Hyperloop’s appeal, James says, transcends mere speedy, carbon-friendly commuter and freight convenience – although they are advantages. Its speed and connectivity will revolutionise the movement of goods, James believes, allowing distribution from concentrated mega warehouses and banishing short-haul air freight.
“Link Glasgow and Edinburgh together and you have a very compelling economic proposition,” he continues. “You only need one airport to serve them both. You only need one cancer hospital.
“Building another runway at Amsterdam’s Schipol airport is environmentally and politically impossible – but you could link it to Eindhoven 70 miles away with hyperloop, and you’d be there in seven minutes. The walk from terminal B to H at Schipol takes 38.”
On paper, government policy is laying down a fertile groundwork for hyperloop to thrive. The technology is backed by the EU’s Smart Mobility Strategy. In the US, a $1tn (£760bn) infrastructure bill passed last year included funding for hyperloop projects.
“If you look on a country level, Wales has suspended new road building projects because they recognise the need to rethink their approach to infrastructure,” says Dominik Härtl, head of business development at Hardt. “That’s unique, but it’s quite an important step. Then you see countries such as France, Germany and Spain wanting to ban short-haul flights, and cities around the world writing hyperloop into their long-term plans.”
It’s a lot closer than almost everybody thinks. We could see proof of a passenger-usable hyperloop by 2026
Härtl reckons hyperloop has the potential to inspire a reimagining of our cities – how we commute, how we plan, how we develop – for the future. Linking Amsterdam, The Hague, and Rotterdam – and looping in local areas, too – would put 25 million people within an hour of each other.

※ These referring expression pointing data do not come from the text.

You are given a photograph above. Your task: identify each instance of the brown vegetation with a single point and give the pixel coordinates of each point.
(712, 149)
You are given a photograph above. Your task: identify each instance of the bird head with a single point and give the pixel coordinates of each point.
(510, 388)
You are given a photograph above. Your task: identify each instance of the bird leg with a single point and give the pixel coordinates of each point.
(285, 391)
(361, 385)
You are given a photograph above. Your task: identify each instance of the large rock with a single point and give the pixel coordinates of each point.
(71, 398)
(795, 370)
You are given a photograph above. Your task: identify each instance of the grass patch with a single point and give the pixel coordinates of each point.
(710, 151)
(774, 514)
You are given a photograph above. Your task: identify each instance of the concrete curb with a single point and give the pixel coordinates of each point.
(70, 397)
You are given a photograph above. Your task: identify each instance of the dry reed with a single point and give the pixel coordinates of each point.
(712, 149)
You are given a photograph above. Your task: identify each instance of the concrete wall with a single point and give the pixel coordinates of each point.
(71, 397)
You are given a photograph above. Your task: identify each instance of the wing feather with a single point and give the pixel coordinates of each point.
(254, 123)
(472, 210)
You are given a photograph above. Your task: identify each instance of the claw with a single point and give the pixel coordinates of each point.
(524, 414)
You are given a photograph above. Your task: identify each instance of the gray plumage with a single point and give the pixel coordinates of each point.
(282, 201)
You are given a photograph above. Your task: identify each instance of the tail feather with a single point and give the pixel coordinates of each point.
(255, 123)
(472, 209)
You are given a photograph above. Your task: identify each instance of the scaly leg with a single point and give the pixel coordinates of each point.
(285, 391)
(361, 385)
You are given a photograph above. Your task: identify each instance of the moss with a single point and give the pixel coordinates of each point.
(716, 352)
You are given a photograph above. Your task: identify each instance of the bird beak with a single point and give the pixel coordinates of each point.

But from Gavin Bailey, head of sustainable future transport at consultancy Eunomia, our headlong rush to equate speed with progress prompts a note of caution.
Says Bailey: “Eurostar spent an awful lot of money reducing its journey time by 20 minutes, only to find people don’t care so much about how quick the mode of transport is. What matters is how productive or how disruptive that mode is to what they’d rather be doing.”
Bailey concedes that freight-based hyperloop likely has a role to play in future transport networks. However, he says that its high energy usage, along with the environmental cost of construction, cast its much trumpeted green credentials into shade.
“It’s only as green as the electricity source,” he says. “High speed rail can already transport large numbers of people quickly, cleanly and efficiently in a pleasant environment.
“Hyperloop is a futuristic, sexy technology – but maybe not one that is needed. We should be moving people towards thinking about their travel choices and how sustainable they are – we certainly don’t need another forbidden fruit to throw into the mix.”
Cities around the world are writing hyperloop into their long-term plans
Bailey could have a point. Although February saw over 50 cities and regions from 15 European countries take part in the Hyperconnected Europe initiative – set up to explore the potential for a future European hyperloop network – Virgin Hyperloop has scaled back its own plans and laid off staff.
After reaping headlines with its passenger test run, Virgin said last month that global supply chain issues meant it would focus on transporting cargo rather than people, with a freight system requiring less regulatory and safety red tape.
Perhaps for now, we’ll all have to wait a little longer.